If you look at the 11 most populated states, there are three blue states – California, New York, and Illinois, three Red states – Florida, Ohio, and Texas, and five swing states – Arizona, Pennsylvania, Georgia, North Carolina, and Michigan.
The Blue States have Democratic governors and both the state house and senate are controlled by Democrats. The Red States are completely controlled by Republicans. In the swing states, it should not be a surprise that there is a mixture in each state with four of these states having Democratic governors, and four have Republican house and senate control. The caveats are Georgia, which has complete republican control, Pennsylvania which has only a GOP-controlled senate, and Nevada which has a GOP governor, but both the senate and house are controlled by democrats.
When combining the political makeup of these states, it is clear that swing states are at or a little above the national averages for unemployment and gross domestic product growth (GDP). Red States lead the nation in both low unemployment and GDP growth, while blue states are a drag on the economy far exceeding unemployment rates for the nation and falling well below the national average for GDP growth.
Putting the national economic “recovery” in perspective, as we get closer to election day, Biden will march out national statistics like “for the first time since 1960, there have been two years, 2022 and 2023, where the unemployment rate was below 4 percent.” This is a true statement, but the devil is in the details. It isn’t a national economic recovery, it is a Red State Recovery.
The truth is, national figures have nothing to do with Biden’s failed economic policies and have everything to do with conservative economic principles being applied in Red states, specifically, Texas and Florida.
Looking at the unemployment and GDP by these 12 states, you can clearly see how the blue and Red states with the largest populations are pulling the economy and unemployment rates in opposite directions with blue states being a drag on the economy while Red states are fueling the economy.
For the most part, swing states are at the national average except for Georgia which is a “Red controlled state” and beats both the national unemployment and GDP figures, and Nevada which is a little bit of an outlier because they have the highest growth in GDP in the 4th quarter of 2023. When that happens, it also tends to skew unemployment figures because in a boon, many people move to the boon area and don’t find work right away.
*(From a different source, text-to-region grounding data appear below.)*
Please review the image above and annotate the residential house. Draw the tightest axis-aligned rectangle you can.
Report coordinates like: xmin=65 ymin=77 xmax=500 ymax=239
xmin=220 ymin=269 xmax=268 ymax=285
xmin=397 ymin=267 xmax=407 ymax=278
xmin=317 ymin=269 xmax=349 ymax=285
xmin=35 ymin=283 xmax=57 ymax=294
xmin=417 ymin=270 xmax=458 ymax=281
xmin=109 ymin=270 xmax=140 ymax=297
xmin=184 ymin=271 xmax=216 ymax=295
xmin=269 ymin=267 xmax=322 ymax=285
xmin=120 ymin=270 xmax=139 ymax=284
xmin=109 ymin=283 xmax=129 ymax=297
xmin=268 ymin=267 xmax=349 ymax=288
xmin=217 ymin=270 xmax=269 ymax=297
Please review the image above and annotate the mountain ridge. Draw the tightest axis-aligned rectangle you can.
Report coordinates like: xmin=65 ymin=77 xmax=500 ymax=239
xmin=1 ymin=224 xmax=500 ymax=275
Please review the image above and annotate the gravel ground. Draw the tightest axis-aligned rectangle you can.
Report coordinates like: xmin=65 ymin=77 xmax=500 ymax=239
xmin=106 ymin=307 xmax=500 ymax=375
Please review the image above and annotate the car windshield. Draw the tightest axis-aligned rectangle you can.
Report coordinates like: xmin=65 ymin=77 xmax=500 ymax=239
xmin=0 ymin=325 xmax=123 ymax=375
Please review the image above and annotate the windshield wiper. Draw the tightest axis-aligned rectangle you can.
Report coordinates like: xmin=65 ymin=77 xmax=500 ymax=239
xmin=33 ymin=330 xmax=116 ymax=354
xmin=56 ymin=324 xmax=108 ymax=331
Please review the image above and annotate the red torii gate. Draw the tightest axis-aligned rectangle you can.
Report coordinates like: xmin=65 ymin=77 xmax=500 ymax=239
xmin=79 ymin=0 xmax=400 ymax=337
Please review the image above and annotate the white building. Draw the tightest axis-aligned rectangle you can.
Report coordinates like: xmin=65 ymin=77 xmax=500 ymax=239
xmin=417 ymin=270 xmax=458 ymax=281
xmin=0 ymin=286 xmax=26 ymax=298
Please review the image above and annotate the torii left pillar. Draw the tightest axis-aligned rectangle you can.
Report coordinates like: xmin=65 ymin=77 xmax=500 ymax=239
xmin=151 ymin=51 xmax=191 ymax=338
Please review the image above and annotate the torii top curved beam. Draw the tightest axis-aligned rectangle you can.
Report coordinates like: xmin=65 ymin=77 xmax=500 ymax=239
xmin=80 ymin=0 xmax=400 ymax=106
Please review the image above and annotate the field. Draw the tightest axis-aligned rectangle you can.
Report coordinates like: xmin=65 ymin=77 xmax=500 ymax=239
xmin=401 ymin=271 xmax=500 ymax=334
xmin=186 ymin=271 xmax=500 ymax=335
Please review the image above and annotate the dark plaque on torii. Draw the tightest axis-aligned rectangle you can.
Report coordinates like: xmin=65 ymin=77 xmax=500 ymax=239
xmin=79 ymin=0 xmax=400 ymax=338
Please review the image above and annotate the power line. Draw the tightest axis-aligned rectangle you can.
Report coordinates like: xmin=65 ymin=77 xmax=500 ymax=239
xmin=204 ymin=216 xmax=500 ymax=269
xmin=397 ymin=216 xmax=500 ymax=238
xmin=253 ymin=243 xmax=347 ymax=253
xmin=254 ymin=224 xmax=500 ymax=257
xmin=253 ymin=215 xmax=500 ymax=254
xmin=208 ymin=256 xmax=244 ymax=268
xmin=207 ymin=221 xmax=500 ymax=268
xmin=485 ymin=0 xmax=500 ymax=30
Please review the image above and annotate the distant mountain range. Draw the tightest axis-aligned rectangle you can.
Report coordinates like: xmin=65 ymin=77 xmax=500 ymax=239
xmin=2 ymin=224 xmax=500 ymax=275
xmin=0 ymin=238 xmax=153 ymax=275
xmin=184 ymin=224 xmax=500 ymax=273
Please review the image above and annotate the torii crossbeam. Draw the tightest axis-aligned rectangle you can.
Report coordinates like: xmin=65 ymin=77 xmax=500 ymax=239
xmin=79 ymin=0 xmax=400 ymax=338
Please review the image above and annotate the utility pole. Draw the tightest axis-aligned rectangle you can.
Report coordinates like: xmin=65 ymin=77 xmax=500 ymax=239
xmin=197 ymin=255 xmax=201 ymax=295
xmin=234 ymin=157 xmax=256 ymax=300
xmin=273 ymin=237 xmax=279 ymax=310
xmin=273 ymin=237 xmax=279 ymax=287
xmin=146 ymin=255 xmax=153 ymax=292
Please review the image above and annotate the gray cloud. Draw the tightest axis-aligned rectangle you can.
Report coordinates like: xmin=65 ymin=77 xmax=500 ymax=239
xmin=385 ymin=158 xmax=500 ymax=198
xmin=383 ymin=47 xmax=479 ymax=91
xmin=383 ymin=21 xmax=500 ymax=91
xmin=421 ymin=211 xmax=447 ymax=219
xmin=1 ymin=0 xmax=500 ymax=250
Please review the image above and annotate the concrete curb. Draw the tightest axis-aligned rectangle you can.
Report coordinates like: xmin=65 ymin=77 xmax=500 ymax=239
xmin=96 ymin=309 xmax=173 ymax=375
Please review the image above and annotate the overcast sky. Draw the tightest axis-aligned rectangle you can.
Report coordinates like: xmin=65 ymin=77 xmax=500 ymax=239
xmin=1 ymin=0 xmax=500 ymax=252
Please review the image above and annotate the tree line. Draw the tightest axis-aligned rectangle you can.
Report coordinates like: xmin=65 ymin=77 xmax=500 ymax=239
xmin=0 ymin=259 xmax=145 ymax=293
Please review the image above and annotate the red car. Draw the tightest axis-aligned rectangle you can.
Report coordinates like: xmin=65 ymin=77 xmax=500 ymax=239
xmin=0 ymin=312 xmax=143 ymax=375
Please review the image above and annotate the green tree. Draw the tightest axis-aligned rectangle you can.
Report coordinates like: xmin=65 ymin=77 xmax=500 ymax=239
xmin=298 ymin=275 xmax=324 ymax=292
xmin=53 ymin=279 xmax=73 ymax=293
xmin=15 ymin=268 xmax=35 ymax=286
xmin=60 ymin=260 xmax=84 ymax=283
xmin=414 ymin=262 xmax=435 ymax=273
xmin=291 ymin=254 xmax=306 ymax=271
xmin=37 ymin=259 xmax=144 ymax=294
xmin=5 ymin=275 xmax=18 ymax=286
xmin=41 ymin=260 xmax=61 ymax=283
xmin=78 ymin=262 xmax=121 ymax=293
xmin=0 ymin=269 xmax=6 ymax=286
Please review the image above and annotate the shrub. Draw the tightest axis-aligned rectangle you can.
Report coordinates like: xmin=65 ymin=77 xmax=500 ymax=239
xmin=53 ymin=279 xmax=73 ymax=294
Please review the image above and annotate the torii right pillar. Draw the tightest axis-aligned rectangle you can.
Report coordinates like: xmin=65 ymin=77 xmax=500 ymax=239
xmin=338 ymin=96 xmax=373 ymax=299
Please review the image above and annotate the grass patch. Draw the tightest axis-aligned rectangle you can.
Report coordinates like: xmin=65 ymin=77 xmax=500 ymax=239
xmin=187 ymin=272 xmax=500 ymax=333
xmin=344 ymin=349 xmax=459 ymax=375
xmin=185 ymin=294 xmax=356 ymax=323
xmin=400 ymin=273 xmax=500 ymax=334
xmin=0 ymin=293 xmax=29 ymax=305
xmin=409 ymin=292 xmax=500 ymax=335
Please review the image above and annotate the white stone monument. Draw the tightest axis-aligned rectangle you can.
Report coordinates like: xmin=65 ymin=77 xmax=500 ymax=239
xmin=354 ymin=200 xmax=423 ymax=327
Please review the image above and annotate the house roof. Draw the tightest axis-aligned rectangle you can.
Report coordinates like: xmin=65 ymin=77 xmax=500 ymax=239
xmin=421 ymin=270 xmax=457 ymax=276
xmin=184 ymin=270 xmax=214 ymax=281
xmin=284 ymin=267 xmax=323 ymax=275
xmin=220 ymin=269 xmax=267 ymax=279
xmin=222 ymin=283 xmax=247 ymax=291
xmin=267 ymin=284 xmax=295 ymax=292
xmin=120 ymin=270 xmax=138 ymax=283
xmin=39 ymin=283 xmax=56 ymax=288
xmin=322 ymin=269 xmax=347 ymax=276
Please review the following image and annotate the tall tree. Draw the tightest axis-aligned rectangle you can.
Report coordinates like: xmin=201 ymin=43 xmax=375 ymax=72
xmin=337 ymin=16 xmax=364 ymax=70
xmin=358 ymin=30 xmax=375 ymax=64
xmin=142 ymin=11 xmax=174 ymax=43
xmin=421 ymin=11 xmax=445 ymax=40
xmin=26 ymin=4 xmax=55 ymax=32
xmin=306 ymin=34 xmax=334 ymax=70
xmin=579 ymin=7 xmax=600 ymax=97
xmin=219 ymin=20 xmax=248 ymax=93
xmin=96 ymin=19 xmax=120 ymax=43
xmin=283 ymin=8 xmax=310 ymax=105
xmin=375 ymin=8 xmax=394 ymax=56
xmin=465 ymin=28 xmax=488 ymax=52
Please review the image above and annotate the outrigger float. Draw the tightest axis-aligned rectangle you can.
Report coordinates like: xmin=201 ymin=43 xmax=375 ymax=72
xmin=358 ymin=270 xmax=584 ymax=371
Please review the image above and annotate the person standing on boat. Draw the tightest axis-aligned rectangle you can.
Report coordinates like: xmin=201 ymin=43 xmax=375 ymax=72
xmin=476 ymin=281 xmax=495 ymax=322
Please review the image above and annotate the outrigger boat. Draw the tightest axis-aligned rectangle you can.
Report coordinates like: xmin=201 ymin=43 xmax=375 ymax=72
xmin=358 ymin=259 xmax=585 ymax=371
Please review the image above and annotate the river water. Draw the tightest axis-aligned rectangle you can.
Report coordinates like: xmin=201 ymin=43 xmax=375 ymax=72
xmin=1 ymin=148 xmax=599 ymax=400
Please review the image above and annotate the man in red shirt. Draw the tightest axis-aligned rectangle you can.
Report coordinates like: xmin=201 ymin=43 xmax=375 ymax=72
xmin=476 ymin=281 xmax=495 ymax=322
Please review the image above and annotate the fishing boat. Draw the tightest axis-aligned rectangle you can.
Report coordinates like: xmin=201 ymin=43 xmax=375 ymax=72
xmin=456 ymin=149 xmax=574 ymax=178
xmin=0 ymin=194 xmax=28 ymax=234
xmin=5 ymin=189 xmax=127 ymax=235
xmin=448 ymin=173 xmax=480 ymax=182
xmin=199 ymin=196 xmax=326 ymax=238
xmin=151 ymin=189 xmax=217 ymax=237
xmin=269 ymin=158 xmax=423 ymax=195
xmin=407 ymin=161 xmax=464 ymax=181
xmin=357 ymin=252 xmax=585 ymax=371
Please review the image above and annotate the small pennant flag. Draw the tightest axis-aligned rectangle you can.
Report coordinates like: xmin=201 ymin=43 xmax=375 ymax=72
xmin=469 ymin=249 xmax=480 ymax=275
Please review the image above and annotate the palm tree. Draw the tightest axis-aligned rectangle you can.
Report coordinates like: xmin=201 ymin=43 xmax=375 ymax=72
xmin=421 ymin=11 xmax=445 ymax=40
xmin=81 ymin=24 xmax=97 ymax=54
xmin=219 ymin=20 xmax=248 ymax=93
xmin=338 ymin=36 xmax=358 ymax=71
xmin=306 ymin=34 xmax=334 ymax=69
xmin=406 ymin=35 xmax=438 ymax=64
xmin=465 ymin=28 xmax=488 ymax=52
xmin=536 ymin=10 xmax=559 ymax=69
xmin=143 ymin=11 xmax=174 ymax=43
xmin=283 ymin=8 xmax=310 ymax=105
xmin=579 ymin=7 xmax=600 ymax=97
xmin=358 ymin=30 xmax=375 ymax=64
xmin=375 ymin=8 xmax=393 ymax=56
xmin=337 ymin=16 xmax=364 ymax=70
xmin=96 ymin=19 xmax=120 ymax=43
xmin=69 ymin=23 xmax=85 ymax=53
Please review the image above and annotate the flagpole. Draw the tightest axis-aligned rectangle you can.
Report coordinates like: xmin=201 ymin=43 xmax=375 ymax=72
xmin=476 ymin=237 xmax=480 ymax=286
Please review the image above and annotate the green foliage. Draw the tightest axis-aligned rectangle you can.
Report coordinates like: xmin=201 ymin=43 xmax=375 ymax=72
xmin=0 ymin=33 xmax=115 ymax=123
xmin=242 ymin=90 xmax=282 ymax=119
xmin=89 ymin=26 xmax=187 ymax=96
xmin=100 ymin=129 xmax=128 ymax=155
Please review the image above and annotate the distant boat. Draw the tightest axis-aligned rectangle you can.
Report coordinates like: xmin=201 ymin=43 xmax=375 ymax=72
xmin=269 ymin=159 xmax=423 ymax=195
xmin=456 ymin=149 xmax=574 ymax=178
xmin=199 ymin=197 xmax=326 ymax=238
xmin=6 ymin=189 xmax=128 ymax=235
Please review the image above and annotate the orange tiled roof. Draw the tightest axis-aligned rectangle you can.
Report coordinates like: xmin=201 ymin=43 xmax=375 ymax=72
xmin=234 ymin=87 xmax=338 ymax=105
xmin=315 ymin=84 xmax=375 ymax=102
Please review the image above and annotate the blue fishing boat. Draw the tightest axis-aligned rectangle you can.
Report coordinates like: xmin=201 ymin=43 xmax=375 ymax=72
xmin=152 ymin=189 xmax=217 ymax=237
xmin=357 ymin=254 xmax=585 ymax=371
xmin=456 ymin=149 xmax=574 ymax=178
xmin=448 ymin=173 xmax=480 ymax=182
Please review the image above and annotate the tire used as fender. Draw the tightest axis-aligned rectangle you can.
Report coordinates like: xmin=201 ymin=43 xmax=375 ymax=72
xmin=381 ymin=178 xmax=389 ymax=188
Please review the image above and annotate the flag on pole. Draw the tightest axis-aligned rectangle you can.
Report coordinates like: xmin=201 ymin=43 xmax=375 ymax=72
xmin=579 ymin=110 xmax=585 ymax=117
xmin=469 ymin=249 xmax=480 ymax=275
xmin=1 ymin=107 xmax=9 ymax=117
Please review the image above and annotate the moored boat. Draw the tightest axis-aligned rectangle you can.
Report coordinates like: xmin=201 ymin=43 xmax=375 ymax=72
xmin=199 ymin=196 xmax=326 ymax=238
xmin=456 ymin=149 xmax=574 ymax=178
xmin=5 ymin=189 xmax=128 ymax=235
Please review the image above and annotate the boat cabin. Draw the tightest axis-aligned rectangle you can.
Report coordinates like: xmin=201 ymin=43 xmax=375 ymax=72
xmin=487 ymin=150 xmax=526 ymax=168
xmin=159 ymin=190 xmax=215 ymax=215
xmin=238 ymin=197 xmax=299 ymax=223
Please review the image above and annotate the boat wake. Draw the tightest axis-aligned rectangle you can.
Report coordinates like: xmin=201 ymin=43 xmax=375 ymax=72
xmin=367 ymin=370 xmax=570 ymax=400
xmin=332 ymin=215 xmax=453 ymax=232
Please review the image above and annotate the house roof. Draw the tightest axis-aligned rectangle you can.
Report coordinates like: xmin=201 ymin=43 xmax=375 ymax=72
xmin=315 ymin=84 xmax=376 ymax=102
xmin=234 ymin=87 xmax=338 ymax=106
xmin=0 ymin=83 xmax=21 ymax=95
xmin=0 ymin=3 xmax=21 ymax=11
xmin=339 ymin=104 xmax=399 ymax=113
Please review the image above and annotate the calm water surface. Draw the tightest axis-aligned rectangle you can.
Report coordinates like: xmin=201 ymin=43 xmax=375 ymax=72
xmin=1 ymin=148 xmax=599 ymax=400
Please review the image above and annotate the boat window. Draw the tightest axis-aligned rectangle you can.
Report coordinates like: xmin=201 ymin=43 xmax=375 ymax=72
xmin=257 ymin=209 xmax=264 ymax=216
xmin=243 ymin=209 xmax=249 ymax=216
So, this graph shows swing state averages with and without Nevada. I also excluded the third largest Red and blue states so you can see the comparison of Florida/Texas vs. California/New York. These four states represent 37.3 percent of the national GDP.
When you compare these four states, you can clearly see the “Red State Recovery” that is driving national economic indicators.
Florida/Texas’ unemployment rate is an average of 3.5 percent while California/New York’s average is 4.85 percent. This is an even larger indicator of the drag New York and California have on the economy when you realize that California/New York is 18.1 percent of the U.S. population and Florida/Texas is 15.1 percent. The national unemployment rate is 3.9 percent.
The numbers get even worse when you compare the four with GDP. Florida/Texas’ GDP growth is an average of 4.8 percent while California/New York’s average is just 2.8 percent. The national average is 3.4 percent, and you can clearly see that positive aspects of the economy are being driven by positive economic activity in Red states.
It is pretty clear that Republicans are doing something right in states while Democrats are heading in the wrong direction.